With over 1,500 RSVP’s on Facebook and 40 participating vendors, student shoppers flocked to Spring Cleaning to peruse second-hand garments and try on potential purchases in blue tent fitting rooms.
The event was a collaboration between three student-led sustainable fashion initiatives: Thrift Reuse Upcycle, KAN Supply and Cornell Thrift, who aimed to make the transition to spring sustainable through thrifting.
“A lot of students are getting rid of items they don’t want anymore,” Cornell Thrift Executive Director Megan Hayden ’19 told The Sun. “The idea of this market is to keep those things in circulation.”
The Spring Cleaning event has been in the works since December, starting as a conversation between Cornell Thrift and KAN Supply. The pair then added Miranda Kasher ’19, owner of Thrift Reuse Upcycle, an Instagram-based thrift store.
Kasher originally started her shop in January to clean out her closet, but soon found herself part of growing movement for sustainable fashion.
“I can’t go a day without being followed by another thrift store,” she said of her Instagram boutique.
“With the advent of technology, we are able to pull elements of fashion from other generations, whereas people weren’t able to do that before. Every generation usually has a style, but we don’t really,” Kasher said.
The sellers at the event ranged from Cornell students to experienced resale vendors, jewelry-makers and knitwear artisans.
“I decided to sell at this event because I love sharing the things I’m interested in with other people,” Keri Heuer ’19 told The Sun. “I’m moving to Cambridge in the summer to work at the Harvard Center for Astrophysics, so I’m trying to save up for rent money.”
Cornell Thrift focuses mainly on waste reduction by maintaining “free-to-give, free-to-take” closets for students to exchange clothes with each other. They also host “free piles” or pop-up give-aways of second-hand garments to provide costless access to clothing.
KAN, founded by Kenneth Yeung ’21, seeks to bring “re-upped, vintage NYC style to the streets of Ithaca at an affordable price.” For the Spring Cleaning, Yeung selected clothing from donations from Cornell students as well as from local vintage and thrift stores. All itemswere priced at $1 to $3.
Kasher hosted a separate sale room with over 15 racks of clothing, with all items priced under $30.

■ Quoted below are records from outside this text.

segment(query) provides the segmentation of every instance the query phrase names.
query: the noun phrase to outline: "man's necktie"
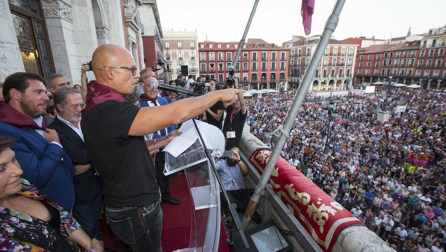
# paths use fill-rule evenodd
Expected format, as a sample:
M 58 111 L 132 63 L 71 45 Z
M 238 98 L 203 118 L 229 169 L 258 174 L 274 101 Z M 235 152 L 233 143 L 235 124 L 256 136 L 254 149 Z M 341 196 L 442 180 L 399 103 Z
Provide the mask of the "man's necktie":
M 158 104 L 157 104 L 157 101 L 152 101 L 152 103 L 153 103 L 154 104 L 155 104 L 155 106 L 158 106 Z M 160 130 L 160 132 L 161 133 L 161 136 L 162 136 L 162 137 L 165 137 L 165 136 L 166 136 L 166 132 L 167 132 L 167 131 L 166 130 L 166 129 L 163 129 L 162 130 Z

“What I’m offering is a very large range. You have different racks for different styles,” Kasher said. “Some are color-schemed, some are nautical, another is like a night in New York City. There’s reds and a cheetah-print pea coat.”

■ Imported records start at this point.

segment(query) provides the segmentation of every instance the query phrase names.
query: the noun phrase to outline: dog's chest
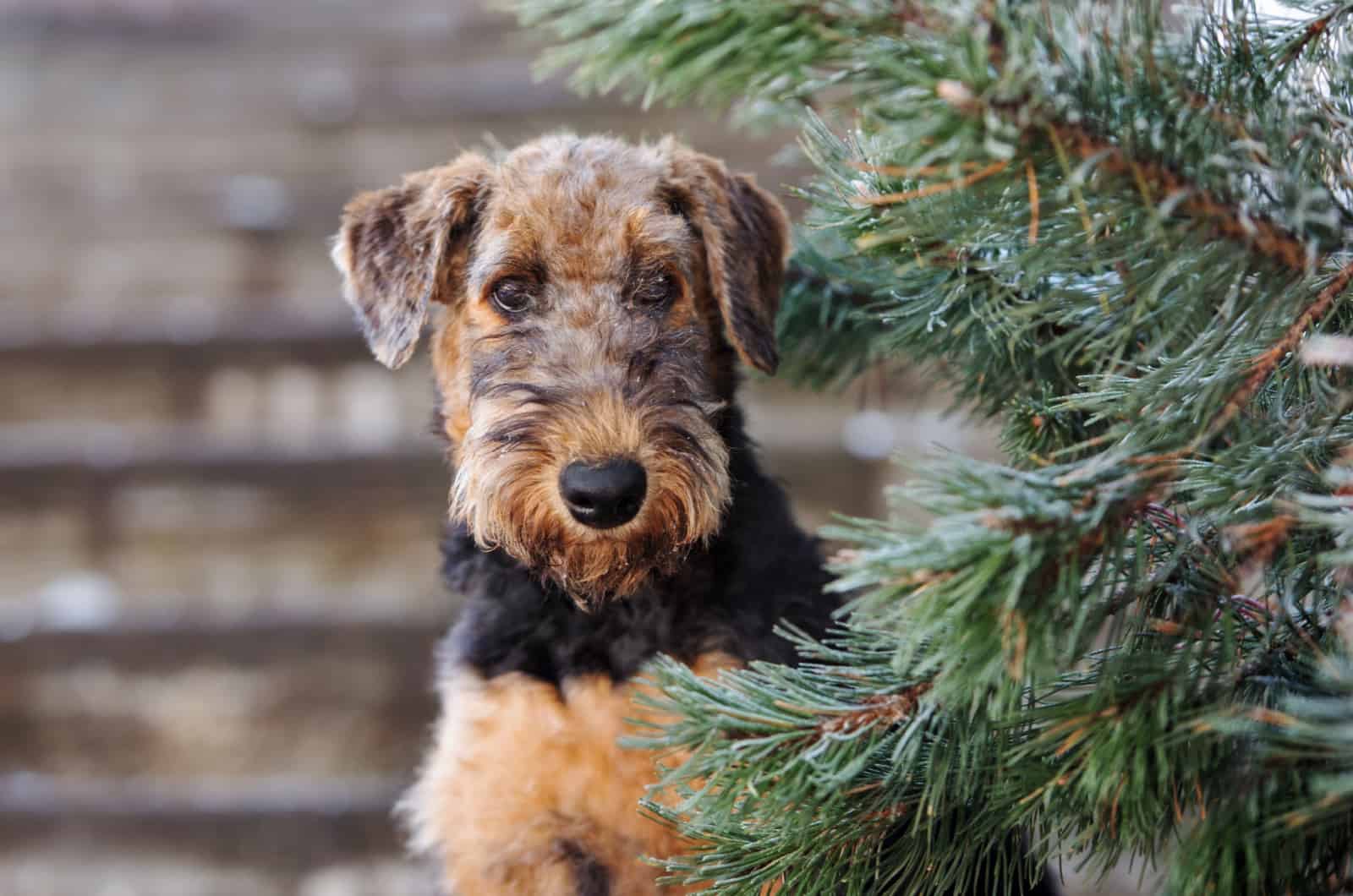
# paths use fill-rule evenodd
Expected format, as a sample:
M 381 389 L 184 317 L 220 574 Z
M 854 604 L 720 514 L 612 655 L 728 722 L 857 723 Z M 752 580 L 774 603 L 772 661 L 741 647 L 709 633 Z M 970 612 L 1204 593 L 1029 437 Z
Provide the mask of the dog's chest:
M 701 656 L 712 674 L 733 665 Z M 660 723 L 635 701 L 641 685 L 589 674 L 561 686 L 522 673 L 483 678 L 469 669 L 442 682 L 437 743 L 410 797 L 419 839 L 438 843 L 448 880 L 479 893 L 679 893 L 656 884 L 640 855 L 682 849 L 645 817 L 653 755 L 620 739 Z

Kasher also said that Thrift Reuse Upcycle has influenced her future aspirations. “The hope is that I go into some sustainable career.” she said. “Thrift Reuse has inspired me to do that. I have sort of come to a revelation that this is what I want to do.”
All surplus clothing and proceeds from the event will be donated to the Fashion Revolution and the Ithaca ReUse Center.